At the end of the day, even in a protest vote, a vote against one candidate is still a vote for the other. We need to think deeply about our position. We need to be vigilant, too.

My cobbler is right, though. Trump has been and still is a distraction to the world—entertainment, sport. A way for many of us to avoid answering our own tough questions at home. Glossy idealizations about our own people are hobbling our progress. He’d prefer if this were an occasion to see about what we need to get right in our country rather than an opportunity to feel superior because of everything the Americans "clearly" got wrong.

From where my cobbler stands over his anvil on the outskirts of Bridgetown, hammer in hand, nails tucked between pursed lips, every country has a myth about itself in which its self-regard is aggrandizing. Barbados is no different. I would add that every country must have one to survive, to legitimize its pursuits, to distinguish itself, and give its people a sense of identity and purpose.

We are who and what we are.
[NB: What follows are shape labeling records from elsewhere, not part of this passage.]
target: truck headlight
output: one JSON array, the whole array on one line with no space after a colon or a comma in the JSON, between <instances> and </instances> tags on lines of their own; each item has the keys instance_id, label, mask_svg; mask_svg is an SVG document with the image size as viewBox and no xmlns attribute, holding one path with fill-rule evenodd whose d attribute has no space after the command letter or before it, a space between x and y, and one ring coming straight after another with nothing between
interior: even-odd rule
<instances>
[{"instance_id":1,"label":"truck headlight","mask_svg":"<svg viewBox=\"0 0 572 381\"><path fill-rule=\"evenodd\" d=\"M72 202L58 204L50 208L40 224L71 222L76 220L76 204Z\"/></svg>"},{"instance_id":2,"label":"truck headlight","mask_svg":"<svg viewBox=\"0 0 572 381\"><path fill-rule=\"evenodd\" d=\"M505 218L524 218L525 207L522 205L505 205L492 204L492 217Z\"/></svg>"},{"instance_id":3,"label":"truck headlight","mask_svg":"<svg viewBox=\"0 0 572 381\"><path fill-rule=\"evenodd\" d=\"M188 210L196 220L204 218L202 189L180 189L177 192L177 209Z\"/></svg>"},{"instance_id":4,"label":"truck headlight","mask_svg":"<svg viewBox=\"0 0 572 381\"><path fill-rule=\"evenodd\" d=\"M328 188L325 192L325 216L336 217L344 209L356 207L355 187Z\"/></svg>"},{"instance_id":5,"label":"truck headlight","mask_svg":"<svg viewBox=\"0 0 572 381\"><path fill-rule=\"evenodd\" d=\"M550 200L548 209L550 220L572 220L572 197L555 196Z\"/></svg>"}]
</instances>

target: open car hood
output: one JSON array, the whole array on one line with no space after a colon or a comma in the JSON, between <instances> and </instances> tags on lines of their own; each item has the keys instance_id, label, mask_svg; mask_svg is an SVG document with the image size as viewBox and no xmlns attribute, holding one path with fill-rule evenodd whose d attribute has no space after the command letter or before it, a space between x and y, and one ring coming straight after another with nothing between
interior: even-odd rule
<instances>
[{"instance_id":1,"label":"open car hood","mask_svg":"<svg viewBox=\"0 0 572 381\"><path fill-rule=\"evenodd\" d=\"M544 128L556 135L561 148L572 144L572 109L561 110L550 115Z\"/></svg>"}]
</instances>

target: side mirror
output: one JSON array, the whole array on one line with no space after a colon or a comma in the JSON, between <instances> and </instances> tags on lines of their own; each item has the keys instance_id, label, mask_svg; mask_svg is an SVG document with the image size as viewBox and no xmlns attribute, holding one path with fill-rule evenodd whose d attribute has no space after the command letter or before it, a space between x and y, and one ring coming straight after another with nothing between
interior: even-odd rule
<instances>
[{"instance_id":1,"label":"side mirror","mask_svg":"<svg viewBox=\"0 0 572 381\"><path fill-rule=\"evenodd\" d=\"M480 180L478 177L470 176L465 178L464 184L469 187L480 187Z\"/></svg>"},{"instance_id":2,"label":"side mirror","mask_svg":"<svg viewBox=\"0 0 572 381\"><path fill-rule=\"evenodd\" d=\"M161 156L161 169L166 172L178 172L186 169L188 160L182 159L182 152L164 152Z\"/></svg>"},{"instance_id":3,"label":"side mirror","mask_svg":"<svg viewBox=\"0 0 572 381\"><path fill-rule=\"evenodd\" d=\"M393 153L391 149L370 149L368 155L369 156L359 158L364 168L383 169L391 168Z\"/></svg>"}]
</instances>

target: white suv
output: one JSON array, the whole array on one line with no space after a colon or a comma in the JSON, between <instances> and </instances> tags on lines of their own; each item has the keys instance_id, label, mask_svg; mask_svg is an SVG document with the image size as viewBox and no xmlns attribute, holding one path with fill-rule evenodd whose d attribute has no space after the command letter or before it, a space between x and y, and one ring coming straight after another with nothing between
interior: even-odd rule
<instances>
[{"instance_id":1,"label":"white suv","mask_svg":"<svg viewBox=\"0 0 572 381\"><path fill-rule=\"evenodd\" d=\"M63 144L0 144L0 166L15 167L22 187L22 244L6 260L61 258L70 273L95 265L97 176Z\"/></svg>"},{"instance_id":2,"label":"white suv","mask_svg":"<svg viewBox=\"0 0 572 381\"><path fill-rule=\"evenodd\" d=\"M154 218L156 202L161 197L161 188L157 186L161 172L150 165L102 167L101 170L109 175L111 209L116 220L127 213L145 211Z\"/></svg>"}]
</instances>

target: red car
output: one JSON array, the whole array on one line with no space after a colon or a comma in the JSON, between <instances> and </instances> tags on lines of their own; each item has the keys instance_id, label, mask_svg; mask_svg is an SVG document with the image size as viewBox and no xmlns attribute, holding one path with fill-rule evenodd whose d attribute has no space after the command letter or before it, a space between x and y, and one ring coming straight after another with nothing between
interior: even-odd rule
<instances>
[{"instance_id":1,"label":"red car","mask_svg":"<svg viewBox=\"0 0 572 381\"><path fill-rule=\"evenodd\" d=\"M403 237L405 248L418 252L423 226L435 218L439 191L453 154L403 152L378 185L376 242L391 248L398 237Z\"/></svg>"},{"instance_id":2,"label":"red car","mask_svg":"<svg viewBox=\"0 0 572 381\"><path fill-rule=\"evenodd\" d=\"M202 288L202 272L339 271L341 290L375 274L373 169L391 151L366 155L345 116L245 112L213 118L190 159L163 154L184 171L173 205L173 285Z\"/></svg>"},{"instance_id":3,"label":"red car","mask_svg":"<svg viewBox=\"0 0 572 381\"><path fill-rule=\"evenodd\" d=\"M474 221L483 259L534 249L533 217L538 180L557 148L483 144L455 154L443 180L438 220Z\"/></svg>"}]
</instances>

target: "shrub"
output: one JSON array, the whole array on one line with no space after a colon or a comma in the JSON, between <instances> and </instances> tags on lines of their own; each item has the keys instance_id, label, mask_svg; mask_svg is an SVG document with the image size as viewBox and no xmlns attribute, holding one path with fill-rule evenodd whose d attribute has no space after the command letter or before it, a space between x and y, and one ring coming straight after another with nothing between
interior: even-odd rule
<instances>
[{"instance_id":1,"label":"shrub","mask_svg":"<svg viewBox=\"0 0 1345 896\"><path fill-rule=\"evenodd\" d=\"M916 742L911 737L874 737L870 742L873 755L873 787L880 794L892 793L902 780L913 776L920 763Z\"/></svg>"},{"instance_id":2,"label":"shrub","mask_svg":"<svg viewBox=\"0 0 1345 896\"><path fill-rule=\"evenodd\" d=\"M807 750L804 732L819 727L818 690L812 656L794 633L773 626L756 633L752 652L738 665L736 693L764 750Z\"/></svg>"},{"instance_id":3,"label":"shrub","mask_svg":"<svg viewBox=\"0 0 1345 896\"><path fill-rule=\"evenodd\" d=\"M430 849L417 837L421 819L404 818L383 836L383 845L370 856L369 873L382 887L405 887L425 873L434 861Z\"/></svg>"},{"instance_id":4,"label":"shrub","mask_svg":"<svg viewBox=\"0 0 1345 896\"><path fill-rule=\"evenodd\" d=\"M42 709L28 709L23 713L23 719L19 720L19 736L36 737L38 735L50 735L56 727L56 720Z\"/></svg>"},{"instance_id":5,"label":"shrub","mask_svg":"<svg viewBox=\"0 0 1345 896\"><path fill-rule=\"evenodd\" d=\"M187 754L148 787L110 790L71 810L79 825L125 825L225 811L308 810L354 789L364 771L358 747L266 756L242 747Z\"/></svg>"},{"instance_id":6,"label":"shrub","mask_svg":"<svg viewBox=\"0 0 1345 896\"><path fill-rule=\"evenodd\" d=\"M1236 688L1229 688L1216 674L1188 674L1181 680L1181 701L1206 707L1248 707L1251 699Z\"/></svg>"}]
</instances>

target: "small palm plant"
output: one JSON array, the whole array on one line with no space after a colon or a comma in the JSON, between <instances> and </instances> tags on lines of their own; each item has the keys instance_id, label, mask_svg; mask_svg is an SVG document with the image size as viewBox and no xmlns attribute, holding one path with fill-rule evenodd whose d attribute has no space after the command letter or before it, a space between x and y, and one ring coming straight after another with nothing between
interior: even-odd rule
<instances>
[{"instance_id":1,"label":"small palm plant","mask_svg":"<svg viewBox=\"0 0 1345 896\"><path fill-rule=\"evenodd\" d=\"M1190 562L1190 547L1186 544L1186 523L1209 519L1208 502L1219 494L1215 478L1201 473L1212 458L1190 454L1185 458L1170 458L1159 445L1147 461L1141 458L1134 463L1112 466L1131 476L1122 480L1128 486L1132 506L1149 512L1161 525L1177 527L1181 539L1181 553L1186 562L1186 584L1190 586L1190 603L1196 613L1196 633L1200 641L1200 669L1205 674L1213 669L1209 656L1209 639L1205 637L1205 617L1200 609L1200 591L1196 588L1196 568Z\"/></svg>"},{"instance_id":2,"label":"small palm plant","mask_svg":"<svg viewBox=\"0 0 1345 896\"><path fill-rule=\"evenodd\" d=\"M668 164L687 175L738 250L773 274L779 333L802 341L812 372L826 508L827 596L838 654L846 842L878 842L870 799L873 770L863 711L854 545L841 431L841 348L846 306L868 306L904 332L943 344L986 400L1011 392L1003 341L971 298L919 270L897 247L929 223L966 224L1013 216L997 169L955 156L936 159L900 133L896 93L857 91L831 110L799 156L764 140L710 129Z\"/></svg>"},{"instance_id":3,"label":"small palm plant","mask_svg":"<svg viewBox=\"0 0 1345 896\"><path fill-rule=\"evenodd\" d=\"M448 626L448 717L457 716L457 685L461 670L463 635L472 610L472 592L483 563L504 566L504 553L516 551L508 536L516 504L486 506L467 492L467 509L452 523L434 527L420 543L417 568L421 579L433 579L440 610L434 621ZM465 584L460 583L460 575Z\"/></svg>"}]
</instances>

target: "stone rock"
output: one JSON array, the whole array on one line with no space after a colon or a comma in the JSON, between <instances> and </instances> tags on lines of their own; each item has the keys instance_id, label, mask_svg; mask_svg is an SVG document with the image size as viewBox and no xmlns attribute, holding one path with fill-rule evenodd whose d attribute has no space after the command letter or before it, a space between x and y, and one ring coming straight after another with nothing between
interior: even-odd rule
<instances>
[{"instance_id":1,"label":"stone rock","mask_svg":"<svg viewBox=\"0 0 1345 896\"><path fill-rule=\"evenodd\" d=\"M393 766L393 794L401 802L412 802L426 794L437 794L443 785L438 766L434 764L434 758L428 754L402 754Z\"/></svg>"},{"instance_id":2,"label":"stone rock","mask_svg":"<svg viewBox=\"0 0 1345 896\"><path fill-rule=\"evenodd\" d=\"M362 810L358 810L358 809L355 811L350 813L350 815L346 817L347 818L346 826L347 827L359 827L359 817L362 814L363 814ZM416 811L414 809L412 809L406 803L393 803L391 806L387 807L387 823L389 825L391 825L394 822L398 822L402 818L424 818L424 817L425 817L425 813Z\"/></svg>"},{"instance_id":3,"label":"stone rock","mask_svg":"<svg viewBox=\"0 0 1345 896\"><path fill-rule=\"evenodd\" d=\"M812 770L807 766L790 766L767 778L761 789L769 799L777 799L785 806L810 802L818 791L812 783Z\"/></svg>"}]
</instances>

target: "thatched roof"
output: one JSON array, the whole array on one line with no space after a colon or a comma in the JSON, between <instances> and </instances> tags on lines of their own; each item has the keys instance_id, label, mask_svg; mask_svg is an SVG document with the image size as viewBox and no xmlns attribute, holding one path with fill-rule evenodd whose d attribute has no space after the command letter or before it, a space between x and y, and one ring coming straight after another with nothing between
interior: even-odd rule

But I hope we all still have the ability to change. For the better.

Doing better, of course, for ourselves or others, doesn’t mean always getting what we want or doing what we want. It is strange to match this thinking against the rise and rise of the cult of Trump, and its gathering hordes. It is stranger still to watch it unfold at this time in Barbados, as our country contemplates its next half century and beyond engaged in its own process of independence.

How will we all, not just our pundits or journalists, our artists or academics, continue to respond to what is happening in our world, meaning also those parts of it we just don’t happen to occupy? What truths will we need to rediscover about ourselves, what trusts reaffirmed, to make us believe we can all get along, feel whole again and unafraid, safe in our sleep, in the coming weeks and months?

I'm watching to see, vigilant and expectant.